Ray Pena and his raptors were next — a pair of adult Harris hawks and 3-1/2-month-old gyrfalcons. He also called out his 11-year-old pointer, who seemed loath to leave the shade of the pavilion, but finally plopped in the dust of the arena. It’s hard to picture her hot on the trail of prey.
If I remember right, a kestrel demonstrated mantling, which was a crowd pleaser. Pena explained, then demonstrated, the differences between hawks (slow flyers, catching prey on the ground) and falcons (fast flyers, catching prey on the wing). The female hawk caught the lure, while the male, as Pena said, “watched like a hawk.” The falcons were fabulous, swiftly diving at the lure and somehow not catching it on the first few attempts. Once rewarded, hawks and falcons tore voraciously into their freshly thawed meat, so it was amusing to watch Pena and his assistant smoothly but cautiously slipping the hoods back onto the highly aroused birds.
After watching the sledgehammer strength game, in which a thin, wiry man outperformed his brawnier predecessors, we returned to the Black Pearl, although I was just as determined not to buy anything — until I saw the sugilite earrings.
As she was fond of purple and intrigued by anything uncommon, my aunt Marietta loved sugilite. Once when the Library of Congress was closed to all except researchers, she went in to look up what little published information there was on sugilite. Among her gemstone necklaces she had one or two of sugilite, although it’s pricey as these things go. I couldn’t help myself — I bought a pair as a tribute to her. They were relatively inexpensive because they’re veined with copper and aren’t beautifully translucent, but they are a rich pinkish purple.
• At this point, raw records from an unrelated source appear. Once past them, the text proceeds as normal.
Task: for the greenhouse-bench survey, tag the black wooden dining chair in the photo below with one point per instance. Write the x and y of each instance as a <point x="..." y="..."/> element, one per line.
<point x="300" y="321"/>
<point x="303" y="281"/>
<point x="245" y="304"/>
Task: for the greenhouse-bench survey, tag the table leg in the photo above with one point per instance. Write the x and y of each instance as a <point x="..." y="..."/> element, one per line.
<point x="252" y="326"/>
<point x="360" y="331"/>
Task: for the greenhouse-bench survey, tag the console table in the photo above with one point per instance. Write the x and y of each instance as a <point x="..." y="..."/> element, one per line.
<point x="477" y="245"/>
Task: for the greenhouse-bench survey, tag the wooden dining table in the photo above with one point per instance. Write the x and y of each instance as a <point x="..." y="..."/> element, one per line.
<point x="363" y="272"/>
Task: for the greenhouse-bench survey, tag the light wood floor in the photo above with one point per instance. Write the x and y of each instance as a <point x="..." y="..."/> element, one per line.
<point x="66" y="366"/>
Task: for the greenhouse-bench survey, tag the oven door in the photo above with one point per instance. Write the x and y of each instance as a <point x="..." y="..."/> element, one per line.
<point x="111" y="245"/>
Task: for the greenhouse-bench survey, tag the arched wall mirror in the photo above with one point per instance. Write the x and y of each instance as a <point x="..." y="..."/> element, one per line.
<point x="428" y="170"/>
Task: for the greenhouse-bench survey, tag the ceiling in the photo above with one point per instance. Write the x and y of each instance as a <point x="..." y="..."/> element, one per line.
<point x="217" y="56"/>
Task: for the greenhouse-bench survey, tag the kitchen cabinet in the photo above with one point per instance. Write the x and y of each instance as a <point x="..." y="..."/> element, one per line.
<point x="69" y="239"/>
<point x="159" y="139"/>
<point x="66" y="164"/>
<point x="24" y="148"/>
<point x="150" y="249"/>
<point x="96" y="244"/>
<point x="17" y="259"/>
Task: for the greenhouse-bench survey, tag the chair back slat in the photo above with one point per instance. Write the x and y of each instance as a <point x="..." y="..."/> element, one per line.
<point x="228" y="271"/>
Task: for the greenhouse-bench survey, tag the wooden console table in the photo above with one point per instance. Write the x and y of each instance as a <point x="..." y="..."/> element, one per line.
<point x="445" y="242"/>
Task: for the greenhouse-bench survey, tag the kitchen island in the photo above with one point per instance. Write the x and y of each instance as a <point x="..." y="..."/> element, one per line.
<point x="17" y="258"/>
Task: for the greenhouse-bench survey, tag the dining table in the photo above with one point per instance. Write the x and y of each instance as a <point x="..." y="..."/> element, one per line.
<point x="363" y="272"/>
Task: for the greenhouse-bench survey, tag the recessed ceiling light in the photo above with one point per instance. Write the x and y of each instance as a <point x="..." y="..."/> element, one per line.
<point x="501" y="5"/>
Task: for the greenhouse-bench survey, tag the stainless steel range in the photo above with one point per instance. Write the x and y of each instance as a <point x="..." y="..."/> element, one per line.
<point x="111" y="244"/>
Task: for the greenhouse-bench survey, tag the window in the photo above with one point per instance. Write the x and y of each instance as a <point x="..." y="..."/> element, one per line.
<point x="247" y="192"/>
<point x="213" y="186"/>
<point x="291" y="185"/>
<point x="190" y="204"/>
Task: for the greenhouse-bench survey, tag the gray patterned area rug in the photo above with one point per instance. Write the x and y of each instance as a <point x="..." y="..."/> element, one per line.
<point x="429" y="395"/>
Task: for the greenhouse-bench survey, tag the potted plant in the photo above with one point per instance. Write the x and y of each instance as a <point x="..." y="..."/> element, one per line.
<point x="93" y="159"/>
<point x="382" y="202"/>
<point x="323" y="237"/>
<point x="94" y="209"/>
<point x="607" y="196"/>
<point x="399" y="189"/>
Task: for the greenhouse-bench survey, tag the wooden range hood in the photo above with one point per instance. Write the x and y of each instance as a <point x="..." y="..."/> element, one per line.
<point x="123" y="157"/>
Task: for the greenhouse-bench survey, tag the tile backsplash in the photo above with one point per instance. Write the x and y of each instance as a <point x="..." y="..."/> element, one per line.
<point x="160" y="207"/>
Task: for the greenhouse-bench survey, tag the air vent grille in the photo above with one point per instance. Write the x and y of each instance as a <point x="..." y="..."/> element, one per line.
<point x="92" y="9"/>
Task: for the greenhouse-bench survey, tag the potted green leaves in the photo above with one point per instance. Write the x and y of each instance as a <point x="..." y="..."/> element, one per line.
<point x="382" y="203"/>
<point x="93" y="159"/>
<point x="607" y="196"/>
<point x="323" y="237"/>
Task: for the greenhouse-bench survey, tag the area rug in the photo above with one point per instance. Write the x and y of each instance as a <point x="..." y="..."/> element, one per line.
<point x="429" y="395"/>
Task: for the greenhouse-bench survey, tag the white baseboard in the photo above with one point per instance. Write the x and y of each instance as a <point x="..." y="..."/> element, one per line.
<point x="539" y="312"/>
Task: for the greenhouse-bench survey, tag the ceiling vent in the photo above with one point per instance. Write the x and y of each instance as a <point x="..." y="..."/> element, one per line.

As we crossed the boardwalk bridge over the turtle pond, a young woman with a scourge offered “FREE BEATINGS!” to passersby. J. didn’t notice her, either.
After a cloudy start, the day had turned perfect, and so it was a lovely end to the faire (except for the loser of the joust to the death, presumably). Rose claimed us in the queue at Apple Holler, where we satisfied ourselves with more apple-themed food.
And so back to the free beatings so generously provided in the contemporary world.